Il compagno (1999) di Francesco Maselli. Nel 1939 dalle colline torinesi l’antifascista Pablo va a Roma per prendere parte alla lotta politica con operai comunisti. Liberamente tratto dal roman­zo omonimo (1947) di Pavese, prodotto per la RAI, è un film figurativamente elegante sul teatro po­vero del varietà, congeniale al decadentismo di Pavese.
Dalla nube alla Resistenza di Jean-Marie Straub e Danièle Huillet. Dai Dialoghi con Leucò (1947) e La luna e i falò (1950) di Pavese si evidenza la parabola dell'umanità dal mito alla storia in due parti: i dialoghi degli uomini con gli dei che si sono ritirati sull'Olimpo e la ricerca di un uomo detto il Bastardo che torna dall'America a S. Stefano Belbo rievocando la storia sotto il fascismo. Morale: la Resistenza è la ribellione dell'uomo contro il potere e l'intolleranza degli dei.
Il diavolo sulle colline (1985) di Vittorio Cottafavi. Da La bella estate (1949), il film racconta di tre amici influenzati negativamente di un compagno ricco e corrotto. Film TV di basso costo e raffinata eleganza che restituisce le atmosfere tipiche di Pavese. Ottima la rievocazione degli anni Trenta nella Langa.
Quei loro incontri (2006) di Jean-Marie Straub, Danièle Huillet. Dai Dialoghi con Leucò (1947) è stato tratto questo film sperimentale dallo spettacolo teatrale rappresentato in Toscana. Gli dèi greci desiderano conoscere gli uomini e fare le loro esperienze, mentre gli uomini sono insoddi­sfatti della realtà e hanno perso il loro rispetto per gli dèi (il testo è recitato da non-attori).
BEPPE FENOGLIO (Alba 1922 – Torino 1963)
"Nella città natale, capitale delle Langhe, passò quasi tutta la vita. Partecipò alla resistenza ar­mata. Al mondo contadino e partigiano di quelle terre ispirò la sua opera narrativa: da I ventitré giorni della città di Alba a La malora, da Primavera di bellezza, ambientato in parte a Roma, ai postumi Un giorno di fuoco, Una questione privata, Il partigiano Johnny, La paga del sabato, Un Fenoglio alla prima guerra mondiale.
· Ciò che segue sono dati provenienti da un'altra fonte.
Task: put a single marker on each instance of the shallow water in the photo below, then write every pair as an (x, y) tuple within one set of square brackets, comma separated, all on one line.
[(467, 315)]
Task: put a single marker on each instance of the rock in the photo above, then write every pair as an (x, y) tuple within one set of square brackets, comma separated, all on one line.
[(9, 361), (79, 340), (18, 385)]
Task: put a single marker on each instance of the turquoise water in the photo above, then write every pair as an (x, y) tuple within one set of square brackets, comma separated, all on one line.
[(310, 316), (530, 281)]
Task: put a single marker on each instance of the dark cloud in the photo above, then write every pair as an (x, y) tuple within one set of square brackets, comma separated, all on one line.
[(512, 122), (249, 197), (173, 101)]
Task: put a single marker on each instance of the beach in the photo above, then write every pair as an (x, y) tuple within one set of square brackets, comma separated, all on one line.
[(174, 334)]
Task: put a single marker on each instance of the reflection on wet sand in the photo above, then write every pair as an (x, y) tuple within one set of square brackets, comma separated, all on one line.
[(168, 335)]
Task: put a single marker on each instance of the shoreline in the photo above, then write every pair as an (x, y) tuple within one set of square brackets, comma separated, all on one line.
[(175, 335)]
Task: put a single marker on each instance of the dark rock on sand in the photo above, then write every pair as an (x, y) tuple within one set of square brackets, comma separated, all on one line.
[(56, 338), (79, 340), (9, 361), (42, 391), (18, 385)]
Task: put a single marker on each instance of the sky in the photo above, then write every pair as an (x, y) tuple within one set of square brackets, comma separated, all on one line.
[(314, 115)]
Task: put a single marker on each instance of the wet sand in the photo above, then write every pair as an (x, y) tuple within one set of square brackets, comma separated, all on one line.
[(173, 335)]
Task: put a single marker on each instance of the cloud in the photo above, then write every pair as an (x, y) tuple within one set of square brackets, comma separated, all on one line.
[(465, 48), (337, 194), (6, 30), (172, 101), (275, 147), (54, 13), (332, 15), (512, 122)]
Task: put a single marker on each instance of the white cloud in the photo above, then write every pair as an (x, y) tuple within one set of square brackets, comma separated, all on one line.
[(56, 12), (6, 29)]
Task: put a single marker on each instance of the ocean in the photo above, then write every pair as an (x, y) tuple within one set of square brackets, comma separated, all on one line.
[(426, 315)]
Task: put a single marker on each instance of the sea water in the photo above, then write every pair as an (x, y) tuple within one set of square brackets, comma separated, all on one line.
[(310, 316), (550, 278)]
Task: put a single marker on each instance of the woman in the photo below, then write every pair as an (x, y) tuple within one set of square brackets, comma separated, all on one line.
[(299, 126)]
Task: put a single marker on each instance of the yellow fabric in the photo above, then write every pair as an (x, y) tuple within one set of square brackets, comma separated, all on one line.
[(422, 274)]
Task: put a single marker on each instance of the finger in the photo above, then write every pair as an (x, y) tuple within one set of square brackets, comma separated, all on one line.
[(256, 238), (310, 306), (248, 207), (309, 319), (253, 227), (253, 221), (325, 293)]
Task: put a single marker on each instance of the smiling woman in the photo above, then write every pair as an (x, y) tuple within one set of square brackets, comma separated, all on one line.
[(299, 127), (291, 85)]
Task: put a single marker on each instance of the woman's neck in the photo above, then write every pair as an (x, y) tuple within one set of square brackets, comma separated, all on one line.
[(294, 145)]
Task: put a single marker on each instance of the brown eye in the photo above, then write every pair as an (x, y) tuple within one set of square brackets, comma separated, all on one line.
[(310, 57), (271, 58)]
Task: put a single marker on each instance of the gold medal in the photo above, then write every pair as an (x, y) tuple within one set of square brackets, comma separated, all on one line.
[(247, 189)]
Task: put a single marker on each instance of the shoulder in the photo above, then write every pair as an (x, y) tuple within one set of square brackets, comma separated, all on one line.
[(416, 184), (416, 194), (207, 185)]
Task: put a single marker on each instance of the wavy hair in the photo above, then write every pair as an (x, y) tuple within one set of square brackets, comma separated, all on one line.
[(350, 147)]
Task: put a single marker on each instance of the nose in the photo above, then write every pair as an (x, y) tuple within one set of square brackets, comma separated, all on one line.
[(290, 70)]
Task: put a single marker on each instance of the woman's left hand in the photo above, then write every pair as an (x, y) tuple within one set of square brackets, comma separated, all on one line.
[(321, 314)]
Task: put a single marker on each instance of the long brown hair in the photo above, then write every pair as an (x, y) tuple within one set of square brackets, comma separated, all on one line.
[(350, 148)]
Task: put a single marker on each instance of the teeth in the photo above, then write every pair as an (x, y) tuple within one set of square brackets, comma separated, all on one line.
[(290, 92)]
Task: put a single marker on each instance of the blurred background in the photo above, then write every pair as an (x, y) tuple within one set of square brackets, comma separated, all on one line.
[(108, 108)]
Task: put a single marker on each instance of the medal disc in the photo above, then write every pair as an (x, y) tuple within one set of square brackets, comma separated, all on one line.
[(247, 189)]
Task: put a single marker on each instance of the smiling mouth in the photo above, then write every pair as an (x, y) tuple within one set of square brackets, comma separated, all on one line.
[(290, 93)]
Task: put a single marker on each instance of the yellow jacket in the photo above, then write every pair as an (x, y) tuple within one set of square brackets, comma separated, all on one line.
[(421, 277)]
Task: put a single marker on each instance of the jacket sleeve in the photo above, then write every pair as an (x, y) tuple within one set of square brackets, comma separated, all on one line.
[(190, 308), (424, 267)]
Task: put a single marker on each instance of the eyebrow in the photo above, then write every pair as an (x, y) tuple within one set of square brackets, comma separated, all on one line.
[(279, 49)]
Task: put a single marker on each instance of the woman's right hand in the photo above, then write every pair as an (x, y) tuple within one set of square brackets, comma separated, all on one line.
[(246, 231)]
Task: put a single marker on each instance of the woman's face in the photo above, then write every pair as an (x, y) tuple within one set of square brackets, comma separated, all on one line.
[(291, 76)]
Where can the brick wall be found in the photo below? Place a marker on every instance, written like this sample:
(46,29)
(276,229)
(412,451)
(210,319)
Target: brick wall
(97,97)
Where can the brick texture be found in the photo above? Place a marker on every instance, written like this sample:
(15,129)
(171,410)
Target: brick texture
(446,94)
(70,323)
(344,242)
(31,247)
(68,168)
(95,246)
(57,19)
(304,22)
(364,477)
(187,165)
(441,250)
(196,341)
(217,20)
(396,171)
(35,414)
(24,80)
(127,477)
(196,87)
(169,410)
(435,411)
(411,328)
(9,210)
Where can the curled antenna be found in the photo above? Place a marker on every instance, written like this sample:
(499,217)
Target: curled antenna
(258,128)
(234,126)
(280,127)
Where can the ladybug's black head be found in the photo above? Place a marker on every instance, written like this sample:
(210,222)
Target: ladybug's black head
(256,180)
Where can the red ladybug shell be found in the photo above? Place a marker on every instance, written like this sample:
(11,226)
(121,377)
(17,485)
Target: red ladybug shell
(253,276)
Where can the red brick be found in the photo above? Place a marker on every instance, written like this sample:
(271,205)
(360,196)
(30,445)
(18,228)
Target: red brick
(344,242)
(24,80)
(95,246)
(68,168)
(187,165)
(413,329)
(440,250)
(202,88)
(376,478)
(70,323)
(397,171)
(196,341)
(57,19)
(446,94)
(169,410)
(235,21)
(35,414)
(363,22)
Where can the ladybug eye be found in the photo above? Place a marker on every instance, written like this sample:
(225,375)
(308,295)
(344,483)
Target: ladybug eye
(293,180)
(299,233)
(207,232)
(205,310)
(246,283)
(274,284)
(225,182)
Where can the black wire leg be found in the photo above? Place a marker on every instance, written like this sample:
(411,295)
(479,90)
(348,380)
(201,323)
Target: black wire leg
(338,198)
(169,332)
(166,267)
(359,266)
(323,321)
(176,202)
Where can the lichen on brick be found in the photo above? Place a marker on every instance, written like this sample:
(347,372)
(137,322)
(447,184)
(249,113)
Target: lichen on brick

Mise nei suoi libri la conoscenza della letteratura anglosas­sone (Shakespeare e Marlowe, Coleridge e Th. E. Lawrence) e la capacità di analisi di una condi­zione umana emblematica, dominata dalla tragica necessità della violenza. Nello sforzo di sottrarsi ai moduli letterari del neorealismo, elaborò uno stile di intensa espressività, grazie alla mescolanza di diversi registri linguistici e alla inserzione (soprattutto nelle ultime opere) di lunghi brani in un inglese personalmente rivissuto. La sua pagina, costruita attraverso un inesausto travaglio forma­le, attinge sovente a un respiro epico".

È la voce dedicata allo scrittore dall'Enciclopedia della Letteratura Garzanti ristampata nel 1991, sintesi di una vita. Nonostante la modesta condizione sociale i genitori arrivarono a gestire faticosamente una macelle­ria e – in seguito ai consigli degli insegnanti che apprezzavano l’intelligenza del ragazzo – furono indotti a fargli proseguire gli studi. Frequentando il liceo, Fenoglio si appassionò alla lingua e quindi alla letteratura inglese/ameri­cana incoraggiato dai professori di filosofia ed italiano, ambedue antifascisti e partigiani. Nel 1943 fu obbligato a frequentare un corso per allievi ufficiali; trasferito a Roma, riuscirà a ritornare ad Alba dopo l'8 settembre dove si arruolò tra i partigiani combattenti sulle colline; mise però a repentaglio i genitori che furono arrestati e poi fortunatamente rilasciati senza conseguenze.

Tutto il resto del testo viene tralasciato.